26 February 2016 | Jamie Harris

Serco has reported a trading profit of £137.6 million for the year to 31 December 2015.

In its full-year results, the outsourcing firm rectified a £632.1 million loss it experienced in 2014. Full-year revenues in 2015 were reported to be £3.18 billion, down from £3.60 billion in 2014.

Serco's UK central government division, which includes a number of contracts with the Ministry of Defence, Ministry of Justice, and the immigration and transport sectors, saw revenues of £742.1 million, a 22 per cent fall on the previous year (£961.4 million).
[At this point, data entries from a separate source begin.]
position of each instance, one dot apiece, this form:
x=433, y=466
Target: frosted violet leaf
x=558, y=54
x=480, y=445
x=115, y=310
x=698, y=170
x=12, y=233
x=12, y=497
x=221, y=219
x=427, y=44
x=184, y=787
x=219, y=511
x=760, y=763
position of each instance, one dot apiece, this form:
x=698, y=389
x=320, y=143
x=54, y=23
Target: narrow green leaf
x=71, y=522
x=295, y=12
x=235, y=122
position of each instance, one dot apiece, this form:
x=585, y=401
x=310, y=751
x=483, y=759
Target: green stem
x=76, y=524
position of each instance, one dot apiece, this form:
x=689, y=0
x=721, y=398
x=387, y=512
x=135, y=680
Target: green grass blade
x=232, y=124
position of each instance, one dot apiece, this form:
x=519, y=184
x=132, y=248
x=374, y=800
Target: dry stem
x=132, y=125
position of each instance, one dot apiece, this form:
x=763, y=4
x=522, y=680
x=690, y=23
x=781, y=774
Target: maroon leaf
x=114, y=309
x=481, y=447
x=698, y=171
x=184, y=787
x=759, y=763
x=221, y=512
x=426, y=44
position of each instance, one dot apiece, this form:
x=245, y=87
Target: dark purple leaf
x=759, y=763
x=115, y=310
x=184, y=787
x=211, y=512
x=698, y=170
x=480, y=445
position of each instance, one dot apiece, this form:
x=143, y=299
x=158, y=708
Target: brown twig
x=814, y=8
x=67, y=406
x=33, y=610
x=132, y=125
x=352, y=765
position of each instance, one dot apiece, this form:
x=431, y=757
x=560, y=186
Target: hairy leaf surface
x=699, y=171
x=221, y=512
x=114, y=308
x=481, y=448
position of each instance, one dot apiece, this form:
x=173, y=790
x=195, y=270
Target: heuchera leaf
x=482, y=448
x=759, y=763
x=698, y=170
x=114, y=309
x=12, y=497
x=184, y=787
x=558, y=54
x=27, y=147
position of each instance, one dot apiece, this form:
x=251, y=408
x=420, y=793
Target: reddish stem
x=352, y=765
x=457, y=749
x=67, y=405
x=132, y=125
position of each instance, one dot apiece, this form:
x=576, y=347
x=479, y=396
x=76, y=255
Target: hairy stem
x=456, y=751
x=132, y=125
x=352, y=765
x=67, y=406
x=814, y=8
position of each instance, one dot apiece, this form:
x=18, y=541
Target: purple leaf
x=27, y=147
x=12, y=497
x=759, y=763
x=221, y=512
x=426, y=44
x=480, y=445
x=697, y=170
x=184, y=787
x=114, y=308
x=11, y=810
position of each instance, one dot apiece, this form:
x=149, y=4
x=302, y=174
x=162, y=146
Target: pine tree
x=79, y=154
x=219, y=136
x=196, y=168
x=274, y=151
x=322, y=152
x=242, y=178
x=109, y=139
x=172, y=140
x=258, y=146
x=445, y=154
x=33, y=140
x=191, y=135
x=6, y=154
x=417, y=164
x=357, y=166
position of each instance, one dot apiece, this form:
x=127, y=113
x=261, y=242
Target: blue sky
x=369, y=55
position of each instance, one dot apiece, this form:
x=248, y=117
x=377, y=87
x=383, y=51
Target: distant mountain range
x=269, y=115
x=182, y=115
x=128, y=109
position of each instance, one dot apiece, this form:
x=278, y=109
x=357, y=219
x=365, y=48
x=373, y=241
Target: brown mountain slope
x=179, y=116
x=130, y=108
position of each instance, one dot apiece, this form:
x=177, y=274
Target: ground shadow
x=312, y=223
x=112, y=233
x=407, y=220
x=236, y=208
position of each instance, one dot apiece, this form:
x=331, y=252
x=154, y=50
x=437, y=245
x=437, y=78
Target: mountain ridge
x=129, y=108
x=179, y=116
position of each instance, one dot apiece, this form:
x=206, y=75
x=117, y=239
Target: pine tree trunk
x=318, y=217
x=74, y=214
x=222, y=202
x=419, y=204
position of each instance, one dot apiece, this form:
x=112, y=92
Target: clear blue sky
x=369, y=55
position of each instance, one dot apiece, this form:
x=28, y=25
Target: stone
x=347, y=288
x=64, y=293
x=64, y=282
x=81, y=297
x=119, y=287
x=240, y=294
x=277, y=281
Operating profit in this division was £60.2 million. The company noted the end of contracts with Docklands Light Railway in London, the National Physical Laboratory, and the Colnbrook immigration removal centre as key drivers in the revenue reduction.

Serco expects further revenue reductions in 2016 in this division, citing the transfer of services from the Defence Science and Technology Laboratory and the end of its current defence business services arrangement, as well as the end of the Northern Rail franchise it operates.

Its UK and Europe local and regional government division, which covers services in healthcare and other business support services, reported revenues of £905.8 million, down 6 per cent from 2014 (£959.8 million). Its operating loss in this division was £15.6 million.

Anticipated contract losses and revenue reductions in 2016 in this division are expected to have an impact of approximately £200 million. Serco attributes the end of its Suffolk Community Healthcare and National Citizen Services contracts to these anticipated losses.

Rupert Soames, group chief executive of Serco, said: “Looking ahead, and in line with our plan, we expect revenues and profits to decline in 2016, as a result of the disposal of our private sector BPO business and contract attrition. We have four priorities this year: further improve the operational and financial performance of our contracts; build our new business pipeline; reduce our costs; and improve and embed our new management information systems.”